Mewakili Dirjen Bimas Islam Kamaruddin Amin, Dedi mengatakan, penghulu berperan penting dalam meningkatkan kualitas keluarga Indonesia di era modern. Menurutnya, penghulu harus lebih aktif dalam mengatasi isu-isu sosial seperti perkawinan usia dini dan anak, serta penurunan angka stunting.
“Penghulu memiliki tanggung jawab yang besar di era modern ini. Mereka mesti proaktif dalam mengatasi isu-isu sosial seperti perkawinan usia dini dan anak, penurunan angka stunting, sebagai upaya meningkatkan kualitas keluarga di Indonesia,” ujarnya di IIAS Conference Room Leiden University, Leiden, Belanda, Selasa (7/5/2024).
Kendati demikian, imbuh Dedi, penghulu saat ini juga menghadapi tantangan yang lebih besar dan pelik dibandingkan masa kolonial.
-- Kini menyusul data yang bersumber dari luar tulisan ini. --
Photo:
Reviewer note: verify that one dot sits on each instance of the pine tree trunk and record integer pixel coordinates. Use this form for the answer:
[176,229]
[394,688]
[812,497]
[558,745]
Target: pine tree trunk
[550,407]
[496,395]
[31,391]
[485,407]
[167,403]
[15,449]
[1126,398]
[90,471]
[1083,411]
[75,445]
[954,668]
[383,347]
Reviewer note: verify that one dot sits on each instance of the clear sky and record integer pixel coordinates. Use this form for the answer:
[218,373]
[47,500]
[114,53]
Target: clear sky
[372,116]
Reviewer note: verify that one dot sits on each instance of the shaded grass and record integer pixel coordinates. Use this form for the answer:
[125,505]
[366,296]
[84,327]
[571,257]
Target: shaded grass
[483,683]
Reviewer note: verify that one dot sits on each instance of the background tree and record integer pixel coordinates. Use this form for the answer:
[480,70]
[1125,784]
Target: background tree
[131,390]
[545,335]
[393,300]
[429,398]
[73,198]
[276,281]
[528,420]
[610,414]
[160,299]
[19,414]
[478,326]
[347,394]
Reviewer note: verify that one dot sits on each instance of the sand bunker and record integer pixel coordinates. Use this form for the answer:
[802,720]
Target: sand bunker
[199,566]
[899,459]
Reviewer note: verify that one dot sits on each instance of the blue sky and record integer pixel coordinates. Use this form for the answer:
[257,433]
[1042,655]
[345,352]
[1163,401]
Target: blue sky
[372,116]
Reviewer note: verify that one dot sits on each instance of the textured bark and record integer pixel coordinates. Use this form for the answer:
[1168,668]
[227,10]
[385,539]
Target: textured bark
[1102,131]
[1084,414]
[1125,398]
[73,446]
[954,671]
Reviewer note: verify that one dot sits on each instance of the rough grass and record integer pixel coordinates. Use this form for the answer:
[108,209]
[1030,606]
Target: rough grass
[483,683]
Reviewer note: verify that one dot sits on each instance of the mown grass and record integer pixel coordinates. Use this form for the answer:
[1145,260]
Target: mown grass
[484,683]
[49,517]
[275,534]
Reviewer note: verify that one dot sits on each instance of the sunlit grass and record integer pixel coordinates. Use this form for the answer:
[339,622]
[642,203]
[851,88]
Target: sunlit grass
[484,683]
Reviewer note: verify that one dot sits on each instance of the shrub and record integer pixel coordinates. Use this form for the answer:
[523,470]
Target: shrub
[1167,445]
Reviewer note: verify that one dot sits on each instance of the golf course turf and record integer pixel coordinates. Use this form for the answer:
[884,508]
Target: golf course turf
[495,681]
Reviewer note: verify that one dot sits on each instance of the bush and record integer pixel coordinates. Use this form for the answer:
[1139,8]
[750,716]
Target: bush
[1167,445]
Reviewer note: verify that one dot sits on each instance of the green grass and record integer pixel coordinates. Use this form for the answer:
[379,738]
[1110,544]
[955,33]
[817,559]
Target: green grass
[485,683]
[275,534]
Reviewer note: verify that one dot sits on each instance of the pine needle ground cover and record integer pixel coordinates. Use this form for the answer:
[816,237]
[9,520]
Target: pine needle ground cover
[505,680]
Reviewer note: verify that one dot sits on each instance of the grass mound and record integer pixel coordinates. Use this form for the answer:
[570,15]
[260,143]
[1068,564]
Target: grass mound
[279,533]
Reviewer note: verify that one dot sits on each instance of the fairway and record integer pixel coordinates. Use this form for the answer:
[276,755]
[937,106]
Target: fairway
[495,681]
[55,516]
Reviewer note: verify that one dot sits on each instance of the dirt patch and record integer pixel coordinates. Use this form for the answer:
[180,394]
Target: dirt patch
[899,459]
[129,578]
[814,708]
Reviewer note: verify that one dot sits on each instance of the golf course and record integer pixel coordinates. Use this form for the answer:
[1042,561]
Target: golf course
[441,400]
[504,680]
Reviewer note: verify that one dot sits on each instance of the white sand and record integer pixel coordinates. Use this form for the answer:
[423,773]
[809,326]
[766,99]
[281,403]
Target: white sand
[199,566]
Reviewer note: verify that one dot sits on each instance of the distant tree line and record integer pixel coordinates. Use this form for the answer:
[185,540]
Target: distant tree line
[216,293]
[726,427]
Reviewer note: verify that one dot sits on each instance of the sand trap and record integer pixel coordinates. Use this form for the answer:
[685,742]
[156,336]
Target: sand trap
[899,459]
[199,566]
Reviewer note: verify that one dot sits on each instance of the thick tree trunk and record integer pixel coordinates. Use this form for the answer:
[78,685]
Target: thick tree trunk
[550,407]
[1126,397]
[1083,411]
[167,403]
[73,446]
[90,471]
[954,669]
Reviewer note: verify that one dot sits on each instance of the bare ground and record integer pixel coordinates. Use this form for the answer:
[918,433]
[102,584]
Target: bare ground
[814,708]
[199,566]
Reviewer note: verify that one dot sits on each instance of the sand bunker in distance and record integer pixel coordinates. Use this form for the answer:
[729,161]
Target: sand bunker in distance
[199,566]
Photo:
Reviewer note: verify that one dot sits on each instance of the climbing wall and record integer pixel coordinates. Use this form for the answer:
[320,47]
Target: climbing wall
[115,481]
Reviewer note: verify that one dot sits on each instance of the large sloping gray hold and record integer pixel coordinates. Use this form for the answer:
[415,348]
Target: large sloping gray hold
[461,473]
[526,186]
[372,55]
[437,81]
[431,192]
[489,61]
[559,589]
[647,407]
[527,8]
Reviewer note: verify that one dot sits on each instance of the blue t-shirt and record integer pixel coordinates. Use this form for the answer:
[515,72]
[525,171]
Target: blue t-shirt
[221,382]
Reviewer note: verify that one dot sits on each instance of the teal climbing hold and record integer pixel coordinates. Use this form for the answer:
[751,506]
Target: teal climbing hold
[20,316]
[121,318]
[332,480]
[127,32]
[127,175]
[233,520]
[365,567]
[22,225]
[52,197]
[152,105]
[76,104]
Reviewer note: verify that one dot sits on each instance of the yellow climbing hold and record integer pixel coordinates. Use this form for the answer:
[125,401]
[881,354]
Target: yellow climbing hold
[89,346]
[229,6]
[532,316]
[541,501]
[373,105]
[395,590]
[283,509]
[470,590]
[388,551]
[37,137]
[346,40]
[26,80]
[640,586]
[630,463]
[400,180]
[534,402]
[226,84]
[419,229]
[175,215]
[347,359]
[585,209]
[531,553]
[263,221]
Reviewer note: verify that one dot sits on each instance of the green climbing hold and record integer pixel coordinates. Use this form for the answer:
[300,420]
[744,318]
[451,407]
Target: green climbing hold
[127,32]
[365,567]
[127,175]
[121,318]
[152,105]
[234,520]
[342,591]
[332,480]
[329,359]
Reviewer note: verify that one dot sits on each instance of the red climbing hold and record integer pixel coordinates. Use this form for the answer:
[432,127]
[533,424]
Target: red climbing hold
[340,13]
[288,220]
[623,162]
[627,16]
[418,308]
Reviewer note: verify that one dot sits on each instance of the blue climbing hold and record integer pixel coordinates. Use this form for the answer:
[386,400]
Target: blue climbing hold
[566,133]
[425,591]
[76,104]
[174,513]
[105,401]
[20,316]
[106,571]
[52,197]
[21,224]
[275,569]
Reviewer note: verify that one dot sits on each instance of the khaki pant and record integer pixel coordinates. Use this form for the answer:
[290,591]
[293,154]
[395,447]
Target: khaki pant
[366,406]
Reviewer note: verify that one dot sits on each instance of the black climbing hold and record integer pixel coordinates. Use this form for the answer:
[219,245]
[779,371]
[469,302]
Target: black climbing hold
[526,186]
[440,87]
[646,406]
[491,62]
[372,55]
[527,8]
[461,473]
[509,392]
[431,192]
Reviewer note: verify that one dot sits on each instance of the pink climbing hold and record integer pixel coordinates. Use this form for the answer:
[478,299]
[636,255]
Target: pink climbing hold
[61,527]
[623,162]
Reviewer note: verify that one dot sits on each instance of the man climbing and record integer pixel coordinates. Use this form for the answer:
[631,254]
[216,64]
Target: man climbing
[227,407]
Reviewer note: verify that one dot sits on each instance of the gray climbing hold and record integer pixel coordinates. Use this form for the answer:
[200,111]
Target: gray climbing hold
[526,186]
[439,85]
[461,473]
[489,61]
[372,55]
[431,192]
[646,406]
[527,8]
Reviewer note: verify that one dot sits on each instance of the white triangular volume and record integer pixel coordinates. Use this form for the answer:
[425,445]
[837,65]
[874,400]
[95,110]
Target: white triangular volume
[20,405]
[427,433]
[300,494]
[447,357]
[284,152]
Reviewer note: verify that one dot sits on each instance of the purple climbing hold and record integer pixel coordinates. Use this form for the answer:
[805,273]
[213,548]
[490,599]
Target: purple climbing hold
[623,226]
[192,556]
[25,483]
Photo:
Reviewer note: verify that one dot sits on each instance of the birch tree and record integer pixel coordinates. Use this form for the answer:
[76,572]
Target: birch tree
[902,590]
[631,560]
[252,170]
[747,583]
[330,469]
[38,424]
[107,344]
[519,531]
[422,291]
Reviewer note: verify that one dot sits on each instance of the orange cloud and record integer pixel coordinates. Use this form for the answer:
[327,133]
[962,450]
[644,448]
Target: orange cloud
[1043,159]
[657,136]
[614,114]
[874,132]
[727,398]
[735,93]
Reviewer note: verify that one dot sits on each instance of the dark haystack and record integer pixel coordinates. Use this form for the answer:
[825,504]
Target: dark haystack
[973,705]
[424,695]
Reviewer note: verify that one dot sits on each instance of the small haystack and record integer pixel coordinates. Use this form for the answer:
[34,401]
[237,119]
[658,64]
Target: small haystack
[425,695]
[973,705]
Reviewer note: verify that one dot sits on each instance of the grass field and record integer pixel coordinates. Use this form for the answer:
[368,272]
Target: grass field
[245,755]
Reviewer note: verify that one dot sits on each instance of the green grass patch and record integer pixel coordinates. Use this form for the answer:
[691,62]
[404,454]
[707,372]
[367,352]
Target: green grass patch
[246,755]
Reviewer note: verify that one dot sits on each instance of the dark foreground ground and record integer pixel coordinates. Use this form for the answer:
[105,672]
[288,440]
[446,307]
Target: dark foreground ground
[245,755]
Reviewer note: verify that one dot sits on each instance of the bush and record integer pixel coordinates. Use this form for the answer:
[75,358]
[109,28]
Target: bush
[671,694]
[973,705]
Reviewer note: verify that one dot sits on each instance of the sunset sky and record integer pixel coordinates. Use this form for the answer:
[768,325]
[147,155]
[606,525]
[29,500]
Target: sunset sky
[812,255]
Untuk itu, Dedi berharap para penghulu dapat terus meningkatkan kapasitas dan kompetensinya.
“Jika dahulu penghulu dibatasi kewenangannya oleh pemerintah kolonial dan tidak diberikan gaji serta keahlian yang memadai, kini mereka dituntut untuk tidak hanya menguasai keahlian kepenghuluan, tetapi juga harus proaktif dalam upaya pemberdayaan sosial, ekonomi, dan kesehatan masyarakat,” ungkapnya.
Sementara itu, guru besar kajian Islam di Asia Tenggara, Nico Kaptein menambahkan, para penghulu memegang peranan penting dalam sejarah kerajaan-kerajaan Islam. Menurutnya, penghulu tidak hanya mengatur urusan perkawinan umat Islam, tetapi juga berperan sebagai qadhi atau hakim yang menangani perkara perdata dan pidana berdasarkan hukum Islam.
“Pada masa kerajaan-kerajaan Islam, penghulu memiliki peran dan kedudukan penting. Mereka tidak hanya bertanggung jawab atas urusan perkawinan umat Islam. Lebih jauh, mereka bertindak sebagai qadhi atau hakim yang menangani perkara perdata dan pidana berdasarkan hukum Islam,” paparnya.
Meskipun, lanjutnya, pada masa kolonial Belanda, kewenangan dan tanggung jawab penghulu dibatasi secara bertahap. “Pada masa kolonial, kewenangan penghulu dibatasi oleh Belanda. Dibentuknya Pristerraad atau Raad agama pada 1882 merupakan salah satu upaya penyesuaian dengan birokrasi kolonial,” pungkas Nico Kaptein merujuk pada buku Muhammad Hisyam, “Caught Between Three Fires: Javanese Penghulu under The Dutch Colonial Administration 1882-1942”, yang membahas peran penghulu dalam pemberdayaan masyarakat dan pengembangan pendidikan Islam di era kolonial.
Diketahui, Festival Islam Kepulauan, yang berlangsung pada 1 hingga 20 Mei 2024 di beberapa kota di Belanda, tidak hanya mengulas peran penghulu, tetapi juga merayakan puisi Ṣufi Jawa, khususnya Suluk, yang menggambarkan perjalanan mistis para sufi. Karya-karya tersebut banyak tersimpan di Belanda pasca kolonial, menjadi data tarik tersendiri dalam festival untuk meningkatkan pemahaman kebudayaan dan sejarah Islam Nusantara.